WE TALK WITH ENRIQUE TUDELA DE MIGUEL, CONCERTINO OF IBERIAN SINFONIETTA
Dear public,
This week, on the occasion of our next appointment on Saturday , March 13 at the La Paz Palace in Fuengirola at 12:00 pm around the very special program “From another prism”, we wanted to take advantage and get to know a little more closely one of the most relevant people in what was a project and today is a reality, called Iberian Sinfonietta .
We are referring to the Concertmaster, Enrique Tudela . He, as a violin teacher and performer, in each appointment has a job that demands rigor and passion , and this is precisely what he transmits. In addition, he makes a constant exercise of getting involved in each program and adapting to the demands of the composer, the director. and therefore contribute to each work and each passage its own life .

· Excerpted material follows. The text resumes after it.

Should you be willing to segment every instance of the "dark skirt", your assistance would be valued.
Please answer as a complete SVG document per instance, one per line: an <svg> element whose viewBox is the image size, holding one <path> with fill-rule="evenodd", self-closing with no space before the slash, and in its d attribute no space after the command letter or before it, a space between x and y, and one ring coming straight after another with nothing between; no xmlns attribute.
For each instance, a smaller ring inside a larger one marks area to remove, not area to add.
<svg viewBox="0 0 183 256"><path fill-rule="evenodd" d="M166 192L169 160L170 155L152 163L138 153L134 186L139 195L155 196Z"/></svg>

Next day the 13th, he will have a significant intervention defending the numerous interventions of the composer of the year, Astor Piazzola , whose centenary of his birth is celebrated throughout the world in 1921. Furthermore, it will be in one of Piazzola's most awarded works, his Four Buenos Aires Seasons . While we wait to hear him play the violin, we get to know his opinion on various issues:
Your second year as Concertmaster of the Iberian Sinfonietta, and in a few weeks one of Piazzola's great works, how do you face it?

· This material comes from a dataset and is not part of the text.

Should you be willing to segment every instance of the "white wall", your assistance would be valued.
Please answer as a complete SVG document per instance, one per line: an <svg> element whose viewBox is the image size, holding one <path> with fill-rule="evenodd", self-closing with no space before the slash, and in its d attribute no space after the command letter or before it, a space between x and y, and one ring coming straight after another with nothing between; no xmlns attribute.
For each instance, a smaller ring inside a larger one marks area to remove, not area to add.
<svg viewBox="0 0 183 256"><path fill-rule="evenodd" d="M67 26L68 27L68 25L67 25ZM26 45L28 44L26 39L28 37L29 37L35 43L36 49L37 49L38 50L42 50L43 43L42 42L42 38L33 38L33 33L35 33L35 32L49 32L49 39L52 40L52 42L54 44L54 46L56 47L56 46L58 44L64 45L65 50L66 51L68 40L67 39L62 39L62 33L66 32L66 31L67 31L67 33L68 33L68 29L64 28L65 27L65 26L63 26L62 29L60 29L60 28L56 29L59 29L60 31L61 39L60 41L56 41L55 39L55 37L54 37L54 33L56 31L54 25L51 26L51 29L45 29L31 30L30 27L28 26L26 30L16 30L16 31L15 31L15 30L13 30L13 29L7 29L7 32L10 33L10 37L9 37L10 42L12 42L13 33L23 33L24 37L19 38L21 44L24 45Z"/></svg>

To begin, I would like to thank Iberian Sinfonietta for the trust placed in me during these two years, and especially its director Juan Paulo Gómez , for all his effort and dedication in this great project.
How do you approach a great work like the Four Seasons of Buenos Aires?
Well, with a lot of study and research , this work has led me to look for new resources in the instrument both for sound and expressive effects.
It is a work of great complexity where every minute you dedicate to it brings you closer to the great master Astor Piazzolla, his compositional style, his person and especially his great sensitivity.
This year is Piazzola's Centennial, does that add something special to your performance?
Indeed, this year is the Centenary of the great master of the Bandoneon , being such important dates for this reason and taking into account the situation we find ourselves in due to Covid, I simply hope that my interpretation to a certain extent pays tribute to Piazzola already. All those people who are in a difficult situation, perhaps with music we can make it something more bearable and I hope to be able to transmit all that expression and richness that Piazzola shows in this great work.
We will listen to an adaptation of the work by Piazzola, a bandoneon specialist. What is your opinion of this arrangement for string orchestra?
Comment that the original version of the “Estaciones Porteñas” is written for instrumental quintet, composed of Bandoneón, violin, piano, electric guitar and double bass.
The arrangement for solo violin and string orchestra belongs to the composer Leonid Desyatnikov , where it very accurately reflects the essence of tango and music from Buenos Aires , in regards to rhythm, timbre, harmony and expression, but on this occasion interspersing fragments from the Four Seasons of the great Venetian composer Antonio Vivaldi .
This link that Desyatnikov manages to create between Piazzolla and Vivaldi is something very special, since we move from the harmony and counterpoint characteristic of baroque Venice , to the pure essence of tango in the streets of Buenos Aires .
Enrique, thank you very much for your words, and we look forward to your brilliant intervention next Saturday the 13th, we wish you all the luck!